Creating A College Financial Checklist

College

When it comes to paying for college education, tuition is not the only expense to consider. There is also housing, books, travel, and more. You may want to include your child in the planning and payments of his/her college education.

You may think you have repayment planned for your child’s college education but it is those unexpected expenses that arise that threaten your budget. If you are on a tight budget you may be saying goodbye to luxuries such as vacations, eating out, etc.

Where to start –
Sit with your child and determine what your family’s financial resources are. Look at your current income, any college savings accounts you may have, and then how much are you willing to borrow.

The College Board’s “Trends in College Pricing 2009” shows that, on average, a student living on campus at a four-year public university not in her home state will spend a total of approximately $30,916 on tuition and fees, room and board, and books and supplies, transportation and other expenses. An instate student will spend, on average, a total of $19,388.

What are the other costs?
When discussing expenses with your student, be sure to include these items in your budget:
– Books
– Fees
– Supplies
– Health insurance
– Transportation
– Athletics, sororities and fraternities, and clubs
– Laptop computer
– Printing/photocopying
– Cell phone
– ATM fees
– Toiletries
– Cleaning products
– Laundry supplies
– Food and groceries
– Social life

Who will pay for what?
After estimating your student’s college expenses, discuss who will cover which ones, and where the money will come from.

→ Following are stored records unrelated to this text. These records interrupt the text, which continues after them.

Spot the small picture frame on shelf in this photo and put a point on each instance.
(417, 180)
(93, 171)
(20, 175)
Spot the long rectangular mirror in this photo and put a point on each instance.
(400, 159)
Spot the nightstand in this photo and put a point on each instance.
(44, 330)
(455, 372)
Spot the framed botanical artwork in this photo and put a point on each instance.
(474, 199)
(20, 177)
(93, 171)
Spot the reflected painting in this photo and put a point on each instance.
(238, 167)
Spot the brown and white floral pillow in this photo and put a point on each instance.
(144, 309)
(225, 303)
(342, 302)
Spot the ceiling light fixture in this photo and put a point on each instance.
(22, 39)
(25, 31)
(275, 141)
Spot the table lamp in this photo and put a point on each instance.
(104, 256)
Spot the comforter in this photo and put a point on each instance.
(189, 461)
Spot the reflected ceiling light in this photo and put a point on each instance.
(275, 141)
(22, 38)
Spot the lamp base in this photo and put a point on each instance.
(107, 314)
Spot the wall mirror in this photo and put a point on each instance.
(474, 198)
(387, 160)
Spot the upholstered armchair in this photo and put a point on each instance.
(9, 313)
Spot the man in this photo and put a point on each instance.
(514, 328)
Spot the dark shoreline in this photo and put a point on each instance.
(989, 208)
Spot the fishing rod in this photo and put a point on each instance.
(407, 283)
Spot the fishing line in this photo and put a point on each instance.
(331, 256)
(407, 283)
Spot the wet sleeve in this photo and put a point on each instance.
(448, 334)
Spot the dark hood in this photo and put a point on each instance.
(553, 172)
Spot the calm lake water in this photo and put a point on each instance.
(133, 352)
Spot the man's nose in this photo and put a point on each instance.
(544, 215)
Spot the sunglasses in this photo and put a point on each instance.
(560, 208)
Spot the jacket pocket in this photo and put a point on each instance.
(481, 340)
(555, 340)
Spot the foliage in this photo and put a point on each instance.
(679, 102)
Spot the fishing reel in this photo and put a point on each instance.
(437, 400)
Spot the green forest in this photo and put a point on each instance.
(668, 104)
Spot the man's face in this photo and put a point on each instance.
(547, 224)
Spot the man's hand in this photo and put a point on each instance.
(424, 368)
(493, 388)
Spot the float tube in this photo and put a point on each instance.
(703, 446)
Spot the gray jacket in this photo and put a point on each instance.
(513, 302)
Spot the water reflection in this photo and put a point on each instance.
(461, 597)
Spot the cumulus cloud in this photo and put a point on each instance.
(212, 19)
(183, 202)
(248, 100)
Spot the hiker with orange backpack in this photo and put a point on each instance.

Students may pay for their miscellaneous expenses with earnings from a summer job or through a part-time job during school.

Most students use checking accounts with debit cards to manage their money. It’s a good idea for your student to open an account before leaving for college, so you can help educate him or her about using the account and about money management. Your credit union staff can provide guidance as well.

Remember to discuss on a regular basis with your child how the budget is doing and if any adjustments need to be made. Will your child need to work more so that they have more spending money?

Remember to write down any surprise costs that you may need to factor into your budget for the next year. Plan well and you will be able to help keep your budget and your child’s budget on track.